The developing world presents a very different set of conditions. According to a study by McKinsey, 70 percent of India’s 2030 infrastructure has yet to be built. And while California has 80 cars per 100 residents, in India it is closer to 1.8 cars per 100 people.
Ryan Laemel, a manager in Rocky Mountain Institute’s India program, describes a “western paradigm of mobility that is dominated by private ownership and underutilized assets.” And while he warns that this paradigm has the potential to be the future for India and elsewhere, this is not a given. “Given India’s low rate of private vehicle ownership, we see an opportunity to leapfrog to a new mobility paradigm.”

Credit iStock.com
In the Indian city of Pune, where RMI is engaged in mobility work, 50 percent of people get around by walking or bicycling, with nearly 30 percent using two-wheeled motorized vehicles. Buses make up more than 10 percent of trips, leaving the share of private vehicles at just over 5 percent.

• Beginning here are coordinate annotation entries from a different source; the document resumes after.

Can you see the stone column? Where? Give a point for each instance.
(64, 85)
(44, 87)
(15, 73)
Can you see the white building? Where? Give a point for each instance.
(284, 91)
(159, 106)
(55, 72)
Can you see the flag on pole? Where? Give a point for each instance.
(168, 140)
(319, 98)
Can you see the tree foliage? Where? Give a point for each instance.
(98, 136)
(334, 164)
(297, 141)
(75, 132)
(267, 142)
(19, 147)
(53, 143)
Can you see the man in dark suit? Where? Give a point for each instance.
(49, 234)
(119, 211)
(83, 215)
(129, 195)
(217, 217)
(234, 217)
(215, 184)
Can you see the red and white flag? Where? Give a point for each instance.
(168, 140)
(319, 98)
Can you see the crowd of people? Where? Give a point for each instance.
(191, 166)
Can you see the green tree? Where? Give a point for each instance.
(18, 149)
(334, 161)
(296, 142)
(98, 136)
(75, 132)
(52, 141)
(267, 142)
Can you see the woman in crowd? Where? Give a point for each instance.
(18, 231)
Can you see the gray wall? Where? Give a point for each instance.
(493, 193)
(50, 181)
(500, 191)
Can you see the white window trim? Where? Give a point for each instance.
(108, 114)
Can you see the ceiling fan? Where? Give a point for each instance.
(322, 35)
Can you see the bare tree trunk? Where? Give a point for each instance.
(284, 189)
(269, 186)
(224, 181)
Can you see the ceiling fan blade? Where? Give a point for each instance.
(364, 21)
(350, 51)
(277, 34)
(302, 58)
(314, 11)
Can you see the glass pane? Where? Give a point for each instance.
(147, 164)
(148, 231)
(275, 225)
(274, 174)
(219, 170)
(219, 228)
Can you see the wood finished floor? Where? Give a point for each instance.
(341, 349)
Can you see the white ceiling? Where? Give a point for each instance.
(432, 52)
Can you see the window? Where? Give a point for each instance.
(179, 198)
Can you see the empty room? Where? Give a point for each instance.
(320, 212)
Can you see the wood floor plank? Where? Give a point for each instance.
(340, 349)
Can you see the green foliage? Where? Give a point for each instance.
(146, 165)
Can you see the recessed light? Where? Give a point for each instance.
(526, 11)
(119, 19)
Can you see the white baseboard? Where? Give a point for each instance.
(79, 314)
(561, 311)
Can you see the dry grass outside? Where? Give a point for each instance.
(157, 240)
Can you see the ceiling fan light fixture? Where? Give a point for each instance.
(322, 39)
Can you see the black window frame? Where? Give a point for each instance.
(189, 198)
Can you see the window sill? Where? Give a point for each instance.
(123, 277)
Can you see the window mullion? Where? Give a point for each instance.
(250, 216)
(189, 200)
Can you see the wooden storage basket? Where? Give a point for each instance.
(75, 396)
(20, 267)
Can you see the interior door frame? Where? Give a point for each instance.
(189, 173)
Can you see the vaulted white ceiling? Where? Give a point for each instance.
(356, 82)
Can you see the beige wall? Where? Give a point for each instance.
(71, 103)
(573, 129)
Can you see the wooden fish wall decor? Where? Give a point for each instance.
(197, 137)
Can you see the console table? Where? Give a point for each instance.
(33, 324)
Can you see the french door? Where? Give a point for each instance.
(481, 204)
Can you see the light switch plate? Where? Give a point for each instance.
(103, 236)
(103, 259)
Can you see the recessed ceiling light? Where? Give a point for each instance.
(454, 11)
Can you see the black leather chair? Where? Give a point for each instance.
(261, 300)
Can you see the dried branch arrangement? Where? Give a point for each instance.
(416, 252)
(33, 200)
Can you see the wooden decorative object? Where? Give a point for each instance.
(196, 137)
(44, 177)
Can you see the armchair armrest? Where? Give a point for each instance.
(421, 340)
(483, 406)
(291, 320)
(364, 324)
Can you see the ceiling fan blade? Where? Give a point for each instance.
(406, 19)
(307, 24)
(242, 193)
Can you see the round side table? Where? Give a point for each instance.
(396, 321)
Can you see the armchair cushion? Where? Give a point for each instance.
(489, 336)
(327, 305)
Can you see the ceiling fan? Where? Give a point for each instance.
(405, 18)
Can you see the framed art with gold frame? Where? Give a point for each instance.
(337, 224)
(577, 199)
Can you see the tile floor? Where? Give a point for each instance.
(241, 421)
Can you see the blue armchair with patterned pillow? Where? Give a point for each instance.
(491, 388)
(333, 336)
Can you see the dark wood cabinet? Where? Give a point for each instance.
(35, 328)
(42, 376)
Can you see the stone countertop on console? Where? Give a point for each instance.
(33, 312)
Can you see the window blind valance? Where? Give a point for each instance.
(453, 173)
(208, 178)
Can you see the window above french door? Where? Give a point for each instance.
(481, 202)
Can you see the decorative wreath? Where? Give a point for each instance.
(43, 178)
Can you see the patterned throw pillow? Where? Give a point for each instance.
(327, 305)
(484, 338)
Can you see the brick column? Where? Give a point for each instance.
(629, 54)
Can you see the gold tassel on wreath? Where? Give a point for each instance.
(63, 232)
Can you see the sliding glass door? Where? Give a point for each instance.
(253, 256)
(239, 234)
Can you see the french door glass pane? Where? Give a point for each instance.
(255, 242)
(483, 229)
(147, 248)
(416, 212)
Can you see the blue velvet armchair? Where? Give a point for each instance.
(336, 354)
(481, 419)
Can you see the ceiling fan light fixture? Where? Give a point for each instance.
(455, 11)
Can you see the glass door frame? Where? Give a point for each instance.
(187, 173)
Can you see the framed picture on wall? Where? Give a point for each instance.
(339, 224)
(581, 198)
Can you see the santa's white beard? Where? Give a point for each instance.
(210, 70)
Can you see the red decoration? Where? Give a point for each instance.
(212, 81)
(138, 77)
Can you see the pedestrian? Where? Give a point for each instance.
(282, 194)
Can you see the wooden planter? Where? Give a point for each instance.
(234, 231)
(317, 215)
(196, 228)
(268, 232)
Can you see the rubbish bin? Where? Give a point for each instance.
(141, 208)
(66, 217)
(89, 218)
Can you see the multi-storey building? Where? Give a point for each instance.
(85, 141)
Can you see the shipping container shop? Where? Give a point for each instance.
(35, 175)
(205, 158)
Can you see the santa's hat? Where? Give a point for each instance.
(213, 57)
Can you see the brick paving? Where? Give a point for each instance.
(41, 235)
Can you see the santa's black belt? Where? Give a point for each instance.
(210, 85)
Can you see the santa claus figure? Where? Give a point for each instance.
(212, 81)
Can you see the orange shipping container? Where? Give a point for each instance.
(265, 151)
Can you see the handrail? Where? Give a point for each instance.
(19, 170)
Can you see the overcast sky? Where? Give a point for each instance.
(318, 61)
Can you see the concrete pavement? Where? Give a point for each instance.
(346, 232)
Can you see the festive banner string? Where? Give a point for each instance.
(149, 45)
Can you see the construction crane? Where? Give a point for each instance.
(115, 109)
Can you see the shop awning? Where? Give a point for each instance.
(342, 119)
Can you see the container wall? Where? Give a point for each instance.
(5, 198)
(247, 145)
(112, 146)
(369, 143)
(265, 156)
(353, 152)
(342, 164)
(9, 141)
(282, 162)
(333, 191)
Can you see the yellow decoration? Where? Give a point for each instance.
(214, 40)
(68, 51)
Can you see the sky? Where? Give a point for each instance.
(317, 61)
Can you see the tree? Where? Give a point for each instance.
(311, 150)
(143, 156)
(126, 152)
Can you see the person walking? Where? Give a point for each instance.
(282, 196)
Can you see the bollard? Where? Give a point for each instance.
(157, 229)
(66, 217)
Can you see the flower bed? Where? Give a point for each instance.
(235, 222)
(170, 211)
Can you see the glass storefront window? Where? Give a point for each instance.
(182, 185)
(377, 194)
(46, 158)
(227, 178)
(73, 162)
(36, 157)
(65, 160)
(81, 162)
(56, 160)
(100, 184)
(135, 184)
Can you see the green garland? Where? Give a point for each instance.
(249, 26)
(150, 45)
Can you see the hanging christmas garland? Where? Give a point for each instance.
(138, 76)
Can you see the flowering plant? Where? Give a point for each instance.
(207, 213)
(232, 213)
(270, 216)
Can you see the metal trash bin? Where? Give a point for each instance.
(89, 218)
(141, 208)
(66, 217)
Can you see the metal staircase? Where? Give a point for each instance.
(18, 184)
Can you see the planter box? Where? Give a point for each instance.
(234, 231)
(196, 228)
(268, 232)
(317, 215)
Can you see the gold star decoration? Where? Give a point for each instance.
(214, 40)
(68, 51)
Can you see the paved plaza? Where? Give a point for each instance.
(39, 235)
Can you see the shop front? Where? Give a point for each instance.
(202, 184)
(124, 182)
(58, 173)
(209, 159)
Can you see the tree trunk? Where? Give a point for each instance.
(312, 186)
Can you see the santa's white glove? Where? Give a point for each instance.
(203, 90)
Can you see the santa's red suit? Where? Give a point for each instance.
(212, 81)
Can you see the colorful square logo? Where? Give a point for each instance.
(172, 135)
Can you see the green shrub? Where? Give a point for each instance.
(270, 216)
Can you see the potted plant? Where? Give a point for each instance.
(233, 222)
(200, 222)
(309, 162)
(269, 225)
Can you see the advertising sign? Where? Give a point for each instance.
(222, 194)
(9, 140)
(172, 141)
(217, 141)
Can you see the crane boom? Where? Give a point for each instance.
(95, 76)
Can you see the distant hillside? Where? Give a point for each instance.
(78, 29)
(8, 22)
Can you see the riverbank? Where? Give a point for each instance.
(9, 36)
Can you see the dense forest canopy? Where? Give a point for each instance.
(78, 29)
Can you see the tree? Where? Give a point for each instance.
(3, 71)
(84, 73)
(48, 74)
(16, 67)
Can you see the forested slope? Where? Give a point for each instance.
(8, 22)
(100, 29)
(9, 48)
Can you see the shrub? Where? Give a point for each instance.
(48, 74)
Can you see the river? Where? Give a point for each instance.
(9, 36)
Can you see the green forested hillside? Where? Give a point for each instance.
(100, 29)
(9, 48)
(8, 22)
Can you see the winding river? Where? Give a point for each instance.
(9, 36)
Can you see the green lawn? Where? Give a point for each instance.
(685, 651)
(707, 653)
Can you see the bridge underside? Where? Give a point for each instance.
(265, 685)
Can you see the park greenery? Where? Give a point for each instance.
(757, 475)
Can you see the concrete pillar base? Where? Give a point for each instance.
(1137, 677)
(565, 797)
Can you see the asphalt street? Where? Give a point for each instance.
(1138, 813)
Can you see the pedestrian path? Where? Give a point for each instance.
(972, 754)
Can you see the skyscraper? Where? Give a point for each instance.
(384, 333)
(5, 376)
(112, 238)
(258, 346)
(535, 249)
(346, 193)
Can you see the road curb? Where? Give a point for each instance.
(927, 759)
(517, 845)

An increasing number of the two- and four-wheeled vehicles on the road are for hire, including everything from rickshaw taxis to digital-ride hailing platforms like Uber or Ola.
“Given India’s low rate of private vehicle ownership, we see an opportunity to leapfrog to the new mobility paradigm without going through the paradigm of the Western world.”
Laemel notes that mobility services have the potential to challenge the traditional status symbol of car ownership that has dominated the West for many decades. “Younger generations are starting to see it less as a status symbol,” he says. “It is going to have to be a true cultural shift.”
But this does not mean that Laemel accepts that cities must be designed either for cars or for people. “There is a need to reconcile that they both have their own place,” he argues.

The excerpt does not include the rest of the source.